A pair of tusks can be worth as much as 16,000 dollars. And that is why poachers do what they do. Remember those elephants that were killed because of cyanide poisoning a little while ago in Zimbabwe? Well, it turns out that more elephants were killed than was originally reported. The most recent slaughter wiped out more than 300 elephants at once- by poisoning their salt licks and water. But that's not all- lions, hyenas, buffalo, vultures and kudu have also died from consuming the poisoned carcasses.
Poachers in Zimbabwe have killed more than 300 elephants and countless other safari animals by cyanide poisoning, The Telegraph reports.

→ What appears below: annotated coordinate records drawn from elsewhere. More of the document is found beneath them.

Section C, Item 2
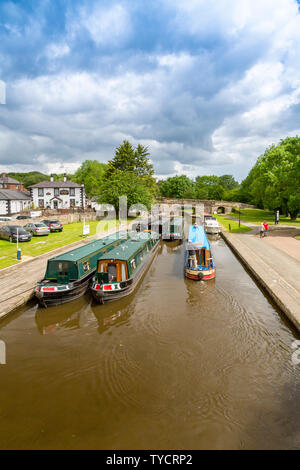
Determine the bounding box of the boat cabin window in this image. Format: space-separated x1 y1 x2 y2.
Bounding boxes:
107 263 117 282
189 250 198 268
99 263 105 273
64 263 68 276
121 263 126 281
82 260 91 273
130 259 136 271
58 263 62 276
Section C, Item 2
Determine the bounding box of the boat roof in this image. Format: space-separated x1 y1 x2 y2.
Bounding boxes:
49 231 128 262
188 225 210 250
98 232 159 262
170 216 183 225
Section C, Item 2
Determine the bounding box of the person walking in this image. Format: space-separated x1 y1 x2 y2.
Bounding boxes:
259 222 265 238
263 221 269 237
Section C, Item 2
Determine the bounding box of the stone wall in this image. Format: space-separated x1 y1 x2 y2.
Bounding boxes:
155 197 255 214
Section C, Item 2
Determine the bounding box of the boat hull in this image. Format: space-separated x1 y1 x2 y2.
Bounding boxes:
185 268 216 281
90 243 160 304
34 273 94 307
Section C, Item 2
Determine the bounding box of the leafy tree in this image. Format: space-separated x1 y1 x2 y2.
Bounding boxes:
105 140 157 195
98 170 152 211
74 160 107 198
160 175 195 199
219 175 239 190
241 136 300 219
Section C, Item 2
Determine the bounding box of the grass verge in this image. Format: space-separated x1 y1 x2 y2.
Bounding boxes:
0 219 131 269
214 214 251 233
228 209 300 227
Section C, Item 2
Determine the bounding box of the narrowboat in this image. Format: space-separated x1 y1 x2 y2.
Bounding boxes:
90 232 160 304
204 215 221 235
184 224 216 281
162 217 183 241
34 231 128 307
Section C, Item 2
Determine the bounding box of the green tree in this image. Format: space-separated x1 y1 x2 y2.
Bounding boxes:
74 160 107 198
241 136 300 219
105 140 157 195
160 175 196 199
219 175 239 190
98 170 152 211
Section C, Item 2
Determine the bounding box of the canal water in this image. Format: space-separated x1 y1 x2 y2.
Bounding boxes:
0 239 300 449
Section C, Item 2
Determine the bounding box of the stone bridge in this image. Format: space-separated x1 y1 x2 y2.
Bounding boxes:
155 197 255 214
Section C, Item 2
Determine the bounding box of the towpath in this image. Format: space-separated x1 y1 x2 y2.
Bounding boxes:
223 232 300 331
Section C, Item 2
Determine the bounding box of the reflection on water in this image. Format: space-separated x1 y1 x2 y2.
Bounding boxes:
0 241 300 449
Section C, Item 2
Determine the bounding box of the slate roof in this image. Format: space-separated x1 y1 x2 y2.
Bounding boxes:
0 189 31 201
0 176 23 184
29 181 81 188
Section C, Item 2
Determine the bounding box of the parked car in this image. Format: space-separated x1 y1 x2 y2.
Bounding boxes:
24 222 50 236
42 219 63 232
0 225 32 242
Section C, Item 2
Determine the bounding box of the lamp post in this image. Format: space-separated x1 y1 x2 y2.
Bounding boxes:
17 228 21 260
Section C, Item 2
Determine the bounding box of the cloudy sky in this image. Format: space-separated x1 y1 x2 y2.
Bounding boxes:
0 0 300 180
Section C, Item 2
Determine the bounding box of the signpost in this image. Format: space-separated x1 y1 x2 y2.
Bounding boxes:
82 219 90 237
17 228 22 260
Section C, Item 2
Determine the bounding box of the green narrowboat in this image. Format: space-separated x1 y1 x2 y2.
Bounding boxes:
34 231 128 307
90 232 160 304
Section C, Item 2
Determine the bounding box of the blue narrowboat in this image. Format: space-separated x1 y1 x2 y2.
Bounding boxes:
184 224 216 281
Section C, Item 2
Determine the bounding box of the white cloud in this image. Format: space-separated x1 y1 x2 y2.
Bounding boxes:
68 2 132 46
46 43 70 59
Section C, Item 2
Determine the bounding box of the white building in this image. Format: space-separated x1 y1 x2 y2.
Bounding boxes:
0 189 31 216
30 175 85 209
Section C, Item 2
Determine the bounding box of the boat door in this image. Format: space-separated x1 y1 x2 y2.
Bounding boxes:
98 260 127 282
57 261 69 284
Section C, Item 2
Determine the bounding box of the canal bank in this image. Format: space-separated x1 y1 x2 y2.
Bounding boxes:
0 224 130 320
222 231 300 331
0 239 300 451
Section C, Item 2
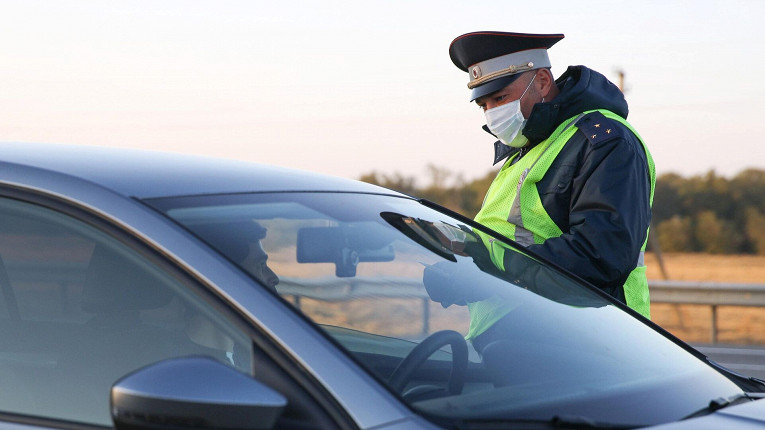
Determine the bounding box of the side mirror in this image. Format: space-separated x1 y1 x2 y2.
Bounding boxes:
111 357 287 430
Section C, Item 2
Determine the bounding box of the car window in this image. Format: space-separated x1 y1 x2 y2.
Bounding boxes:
0 199 252 425
149 193 741 427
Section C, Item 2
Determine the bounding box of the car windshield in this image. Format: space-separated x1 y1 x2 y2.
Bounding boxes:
149 192 742 426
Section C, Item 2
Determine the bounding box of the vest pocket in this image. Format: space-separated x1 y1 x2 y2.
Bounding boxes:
539 164 576 196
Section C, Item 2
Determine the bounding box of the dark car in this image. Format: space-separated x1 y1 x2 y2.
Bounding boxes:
0 144 765 429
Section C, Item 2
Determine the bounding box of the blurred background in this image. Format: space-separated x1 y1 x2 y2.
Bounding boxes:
0 0 765 352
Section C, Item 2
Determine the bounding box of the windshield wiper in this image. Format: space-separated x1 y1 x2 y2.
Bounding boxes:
456 415 645 430
683 393 755 420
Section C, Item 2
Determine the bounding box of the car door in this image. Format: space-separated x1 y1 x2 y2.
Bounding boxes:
0 189 350 428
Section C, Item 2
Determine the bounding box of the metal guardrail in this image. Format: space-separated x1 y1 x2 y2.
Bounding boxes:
279 277 765 344
648 281 765 344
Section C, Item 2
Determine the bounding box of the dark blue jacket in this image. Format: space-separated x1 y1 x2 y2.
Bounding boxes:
495 66 651 301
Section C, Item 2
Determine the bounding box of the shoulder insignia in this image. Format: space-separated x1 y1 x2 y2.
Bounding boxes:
576 111 625 145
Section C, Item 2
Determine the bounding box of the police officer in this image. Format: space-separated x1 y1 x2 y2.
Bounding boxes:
449 31 655 350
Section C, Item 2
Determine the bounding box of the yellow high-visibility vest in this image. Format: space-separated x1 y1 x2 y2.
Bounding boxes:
466 110 656 339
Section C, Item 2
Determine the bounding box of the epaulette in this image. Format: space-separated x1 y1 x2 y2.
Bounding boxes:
576 111 625 145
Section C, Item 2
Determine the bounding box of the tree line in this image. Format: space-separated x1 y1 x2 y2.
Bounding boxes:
359 165 765 255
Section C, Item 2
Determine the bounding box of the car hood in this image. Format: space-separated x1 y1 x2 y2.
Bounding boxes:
651 400 765 430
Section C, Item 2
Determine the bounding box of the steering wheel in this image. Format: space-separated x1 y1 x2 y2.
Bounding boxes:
388 330 468 395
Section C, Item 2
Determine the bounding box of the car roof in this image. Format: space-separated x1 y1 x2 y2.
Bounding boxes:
0 143 401 199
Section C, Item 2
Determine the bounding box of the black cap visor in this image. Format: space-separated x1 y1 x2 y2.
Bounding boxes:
470 73 523 102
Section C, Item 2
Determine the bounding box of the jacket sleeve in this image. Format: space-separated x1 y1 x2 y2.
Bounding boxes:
529 121 651 291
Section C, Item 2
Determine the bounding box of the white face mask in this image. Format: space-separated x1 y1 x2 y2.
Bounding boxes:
484 75 537 148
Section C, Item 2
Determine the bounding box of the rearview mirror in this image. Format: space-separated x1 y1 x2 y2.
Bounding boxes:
297 223 395 277
111 357 287 430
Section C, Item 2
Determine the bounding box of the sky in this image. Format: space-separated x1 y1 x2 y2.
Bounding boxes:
0 0 765 184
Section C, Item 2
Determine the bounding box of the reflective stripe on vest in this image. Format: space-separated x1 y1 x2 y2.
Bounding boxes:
467 110 656 339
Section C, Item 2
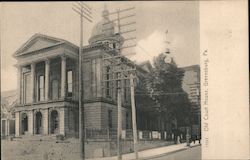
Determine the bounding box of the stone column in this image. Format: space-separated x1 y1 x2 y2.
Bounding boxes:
42 109 49 135
59 108 65 135
61 56 66 98
45 59 50 101
17 66 22 104
28 110 34 135
30 63 36 103
15 112 20 137
96 58 102 98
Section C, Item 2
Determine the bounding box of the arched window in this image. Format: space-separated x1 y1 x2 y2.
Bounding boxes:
52 79 59 100
50 110 59 134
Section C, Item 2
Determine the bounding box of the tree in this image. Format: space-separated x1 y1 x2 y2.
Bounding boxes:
146 54 191 129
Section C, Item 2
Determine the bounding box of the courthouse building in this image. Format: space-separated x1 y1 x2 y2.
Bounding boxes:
14 10 150 136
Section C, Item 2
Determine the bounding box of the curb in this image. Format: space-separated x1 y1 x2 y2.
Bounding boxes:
137 145 201 160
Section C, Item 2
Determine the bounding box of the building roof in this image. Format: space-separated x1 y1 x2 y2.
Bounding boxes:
180 64 200 71
13 33 78 57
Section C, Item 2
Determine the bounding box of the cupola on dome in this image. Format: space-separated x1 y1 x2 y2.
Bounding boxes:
89 9 115 44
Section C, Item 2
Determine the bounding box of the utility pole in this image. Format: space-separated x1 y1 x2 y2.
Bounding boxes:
130 73 139 159
72 2 92 160
103 7 138 160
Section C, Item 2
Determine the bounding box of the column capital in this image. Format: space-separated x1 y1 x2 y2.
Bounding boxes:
45 58 50 64
30 62 36 67
60 54 67 61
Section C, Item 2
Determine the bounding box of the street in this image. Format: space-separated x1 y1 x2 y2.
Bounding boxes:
148 146 201 160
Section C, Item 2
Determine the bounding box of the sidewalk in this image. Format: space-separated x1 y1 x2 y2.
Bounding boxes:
87 141 200 160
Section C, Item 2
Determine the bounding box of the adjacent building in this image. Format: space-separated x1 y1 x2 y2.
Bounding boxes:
182 65 201 134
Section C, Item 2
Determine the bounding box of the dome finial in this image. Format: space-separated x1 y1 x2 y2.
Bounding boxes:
103 3 108 11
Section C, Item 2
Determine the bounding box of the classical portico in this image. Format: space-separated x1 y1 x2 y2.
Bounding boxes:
14 34 78 136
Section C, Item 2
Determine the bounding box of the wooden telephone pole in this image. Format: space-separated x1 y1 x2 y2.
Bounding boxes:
100 7 138 160
72 2 92 160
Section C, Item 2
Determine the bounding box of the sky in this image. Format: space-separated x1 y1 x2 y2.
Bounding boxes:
0 1 200 91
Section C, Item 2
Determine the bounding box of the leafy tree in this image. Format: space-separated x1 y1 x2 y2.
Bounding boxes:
145 54 191 129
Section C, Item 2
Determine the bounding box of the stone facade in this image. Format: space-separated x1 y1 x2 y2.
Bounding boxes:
14 7 146 136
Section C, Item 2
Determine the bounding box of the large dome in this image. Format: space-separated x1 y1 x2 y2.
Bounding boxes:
89 9 115 44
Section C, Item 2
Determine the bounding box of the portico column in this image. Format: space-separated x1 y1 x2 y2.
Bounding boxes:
61 56 66 98
42 109 49 135
15 112 20 137
17 66 22 104
59 108 65 135
28 110 34 135
45 59 50 101
30 63 36 102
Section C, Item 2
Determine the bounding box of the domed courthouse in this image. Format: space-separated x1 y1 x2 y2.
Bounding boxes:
14 10 151 136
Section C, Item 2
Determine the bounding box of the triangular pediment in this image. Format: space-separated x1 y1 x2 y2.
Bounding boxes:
15 34 64 56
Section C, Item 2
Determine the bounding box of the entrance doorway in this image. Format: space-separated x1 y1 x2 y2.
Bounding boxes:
50 110 59 134
21 113 28 134
35 112 42 134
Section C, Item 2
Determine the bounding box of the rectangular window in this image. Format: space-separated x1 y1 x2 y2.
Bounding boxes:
126 112 129 129
24 73 32 103
67 71 73 97
108 110 112 128
38 76 44 101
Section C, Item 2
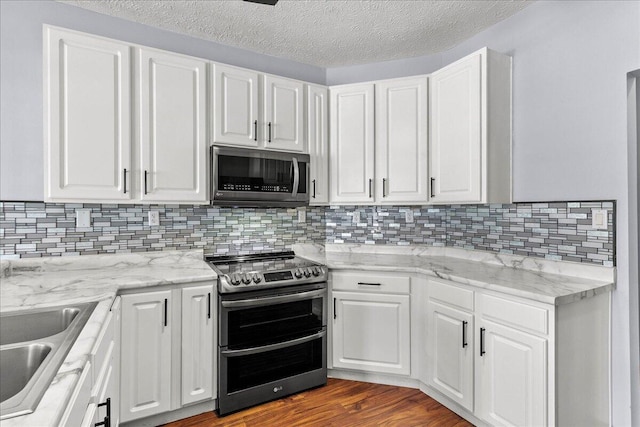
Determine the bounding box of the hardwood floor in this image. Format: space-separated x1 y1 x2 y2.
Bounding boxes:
165 378 472 427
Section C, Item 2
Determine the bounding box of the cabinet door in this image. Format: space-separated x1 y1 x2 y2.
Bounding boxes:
44 27 131 201
264 76 306 151
333 292 411 375
120 291 172 422
307 85 329 205
375 77 428 203
138 49 207 202
212 64 259 147
476 319 548 426
427 299 474 411
181 285 215 405
329 84 374 203
429 54 483 203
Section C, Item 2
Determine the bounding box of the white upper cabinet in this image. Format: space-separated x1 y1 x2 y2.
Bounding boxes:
212 64 260 148
330 77 428 204
329 83 375 204
44 26 131 202
138 49 207 202
212 64 306 151
263 75 305 151
375 77 427 203
306 85 329 205
429 48 511 203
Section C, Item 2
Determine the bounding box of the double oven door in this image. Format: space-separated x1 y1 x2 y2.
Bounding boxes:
218 282 327 415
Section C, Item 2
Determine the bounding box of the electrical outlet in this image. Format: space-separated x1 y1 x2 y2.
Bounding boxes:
298 208 307 222
591 209 609 230
404 209 413 223
149 211 160 227
76 209 91 228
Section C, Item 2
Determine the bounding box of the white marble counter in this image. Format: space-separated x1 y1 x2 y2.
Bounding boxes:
294 244 615 305
0 250 216 427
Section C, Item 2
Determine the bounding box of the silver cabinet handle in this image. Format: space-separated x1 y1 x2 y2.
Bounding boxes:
292 157 300 197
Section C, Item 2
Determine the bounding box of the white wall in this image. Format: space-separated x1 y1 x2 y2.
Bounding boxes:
327 1 640 426
0 0 325 201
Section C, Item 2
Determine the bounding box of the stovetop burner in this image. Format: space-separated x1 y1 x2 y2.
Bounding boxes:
205 251 327 293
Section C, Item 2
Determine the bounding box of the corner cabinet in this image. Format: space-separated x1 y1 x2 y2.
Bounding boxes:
120 282 216 422
44 26 132 202
329 84 375 204
211 64 306 151
421 279 610 426
429 48 511 203
306 85 329 205
331 271 411 375
330 77 428 204
134 49 208 202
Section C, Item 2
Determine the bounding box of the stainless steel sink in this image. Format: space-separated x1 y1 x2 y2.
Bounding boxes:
0 344 51 402
0 303 97 420
0 307 80 345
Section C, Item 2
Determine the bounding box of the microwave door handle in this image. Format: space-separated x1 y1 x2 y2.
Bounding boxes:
291 157 300 197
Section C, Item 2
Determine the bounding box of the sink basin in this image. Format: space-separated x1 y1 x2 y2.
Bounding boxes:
0 344 51 402
0 307 80 345
0 302 97 420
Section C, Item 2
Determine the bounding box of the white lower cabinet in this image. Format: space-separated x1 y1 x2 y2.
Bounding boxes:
181 285 216 405
476 320 547 426
331 272 411 375
427 296 474 411
120 282 215 422
120 290 173 422
60 297 120 427
421 279 610 426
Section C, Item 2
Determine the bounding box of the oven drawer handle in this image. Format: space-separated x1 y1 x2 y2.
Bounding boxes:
220 330 327 357
222 289 326 308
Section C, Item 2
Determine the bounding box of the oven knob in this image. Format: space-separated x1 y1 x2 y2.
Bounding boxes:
229 274 240 286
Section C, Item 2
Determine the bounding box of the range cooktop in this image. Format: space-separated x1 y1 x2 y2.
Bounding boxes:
205 251 327 293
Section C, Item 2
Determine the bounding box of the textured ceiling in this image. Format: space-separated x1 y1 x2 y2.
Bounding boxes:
61 0 531 68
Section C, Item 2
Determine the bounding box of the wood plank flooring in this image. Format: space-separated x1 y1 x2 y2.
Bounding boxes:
165 378 472 427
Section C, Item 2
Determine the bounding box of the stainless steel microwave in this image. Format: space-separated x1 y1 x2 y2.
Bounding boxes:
211 146 309 207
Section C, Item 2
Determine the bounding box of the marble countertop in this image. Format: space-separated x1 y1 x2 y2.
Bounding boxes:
0 244 615 427
0 250 216 427
294 245 615 305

The full extent of the devastation wreaked in Hwange, the country’s largest national park, has been revealed by legitimate hunters who discovered what conservationists say is the worst single massacre in southern Africa for 25 years.
Pictures taken by the hunters, which have been obtained exclusively by The Telegraph, reveal horrific scenes. Parts of the national park, whose more accessible areas are visited by thousands of tourists each year, can be seen from the air to be littered with the deflated corpses of elephants, often with their young calves dead beside them, as well as those of other animals.
There is now deep concern that the use of cyanide – first revealed in July, but on a scale that has only now emerged – represents a new and particularly damaging technique in the already soaring poaching trade.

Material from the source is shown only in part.